Kurum tarafından yapılan açıklamada EÜAŞ Genel Müdürü İzzet Alagöz şunları kaydetti;
Şu anda iki yerli jeneratörümüz devreye girdi. 24 saat çalışıyor. Böyle kritik bir jeneratörü üretmek kolay olmadı ama sonunda başardık. Bu tecrübemizi ilgili kamuoyu ile paylaşmaya hazırız. Bize güvenen ve desteğini esirgemeyen Bakanımız Sayın Fatih DÖNMEZ’i mahçup etmedik. Allah’a hamd olsun” dedi.
Türkiye’deki elektrik üretimi hikayesinin ilk başladığı ve ülkemizin üçüncü büyük santrali olan Keban Hidroelektrik Santrali, Fırat Nehri’nin ana kolu üzerindeki ilk hidroelektrik santralidir. Keban Barajı’nın 8 ünitesi var. Barajın üzerine kurulduğu Fırat, Türkiye’nin su ihtiyacının yüzde 40’ını karşılıyor. Ülkemizde su ve elektrik deyince ilk akla gelen yer Fırat nehridir. Elektrik üretiminin hidroelektrik kısmının yüzde 60 kadarını Fırat’tan üretiyoruz.
Türkiye’de yerli ve milli üretime önem veriyoruz. Ben yıllardır yerli üretimle ilgili toplantılar düzenliyorum ve her toplantıda bunu vurguluyorum. 18 ay önce bu kurumda görevlendirildim. Projelerimizden birisi Keban Hidroelektrik Santrali için jeneratör üretmekti. Keban barajından bırakılan su; tarım, içme suyu ve elektrik üretimi için çok önemli. Böylesi önemli bir santralde yerli jeneratörleri üretme fikri, değerli Genel Müdür Nevzat Şatıroğlu döneminde alınan bir karardı. Çok ciddi ve iddialı bir karar olduğunu ifade etmeliyim. Çünkü Türkiye’nin en kritik noktasındaki bu baraj hata kabul etmez. Bu yüzden hata yapma lüksümüz yoktu.
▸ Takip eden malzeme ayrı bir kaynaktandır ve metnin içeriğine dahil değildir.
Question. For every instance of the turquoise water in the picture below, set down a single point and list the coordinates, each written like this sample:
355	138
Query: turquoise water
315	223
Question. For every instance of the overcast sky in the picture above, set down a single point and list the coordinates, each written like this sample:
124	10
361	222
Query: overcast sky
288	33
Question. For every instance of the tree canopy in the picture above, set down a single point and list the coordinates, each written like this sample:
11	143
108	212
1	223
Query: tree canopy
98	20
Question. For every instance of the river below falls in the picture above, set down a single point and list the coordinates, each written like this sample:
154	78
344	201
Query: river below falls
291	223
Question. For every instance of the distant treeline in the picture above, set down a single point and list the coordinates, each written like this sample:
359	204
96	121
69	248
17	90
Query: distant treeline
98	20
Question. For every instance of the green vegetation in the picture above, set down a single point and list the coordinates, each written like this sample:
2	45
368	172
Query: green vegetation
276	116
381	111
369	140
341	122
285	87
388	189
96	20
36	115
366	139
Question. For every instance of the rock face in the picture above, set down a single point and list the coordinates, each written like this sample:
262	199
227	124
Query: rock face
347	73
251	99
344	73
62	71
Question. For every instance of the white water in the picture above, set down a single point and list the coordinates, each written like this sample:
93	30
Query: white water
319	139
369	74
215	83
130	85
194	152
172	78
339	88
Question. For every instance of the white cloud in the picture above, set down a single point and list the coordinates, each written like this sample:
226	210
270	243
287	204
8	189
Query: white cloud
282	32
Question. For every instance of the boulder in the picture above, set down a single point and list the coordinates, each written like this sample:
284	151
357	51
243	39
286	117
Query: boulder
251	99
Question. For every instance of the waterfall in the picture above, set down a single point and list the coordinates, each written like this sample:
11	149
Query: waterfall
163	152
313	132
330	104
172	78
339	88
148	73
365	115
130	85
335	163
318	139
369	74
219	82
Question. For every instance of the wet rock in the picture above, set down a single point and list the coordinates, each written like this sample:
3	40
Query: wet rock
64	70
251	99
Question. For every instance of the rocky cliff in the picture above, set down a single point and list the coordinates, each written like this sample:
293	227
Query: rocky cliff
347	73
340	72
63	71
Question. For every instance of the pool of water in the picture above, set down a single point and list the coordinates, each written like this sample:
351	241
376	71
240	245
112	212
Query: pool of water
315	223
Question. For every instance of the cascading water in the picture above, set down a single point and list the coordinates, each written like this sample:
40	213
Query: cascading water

Böylesine kritik bir jeneratörü üretmek kolay olmadı. Ben göreve geldiğimde arkadaşlar mühendislik çalışmalarını bitirmişti ve montaj aşamasına gelinmişti. Montaj sonrasında devreye alma safhasında istediğimiz sonuca ulaşamadık. Jeneratör üretimine tersine mühendislik ile başlayınca tasarımından kaynaklanan hatalar tespit ettik. Kendi mühendisliğimizi kullanmak zorunda kaldık. Ama yılmadık. Kolayı tercih edip, ihale çözümü de aramadık. İçimizde kanayan yara olan yerli mühendisliğin bir yerde kendini göstermesi gerektiğini düşündük. Bu duygularla “Jeneratörü kendimiz yapalım” dedik.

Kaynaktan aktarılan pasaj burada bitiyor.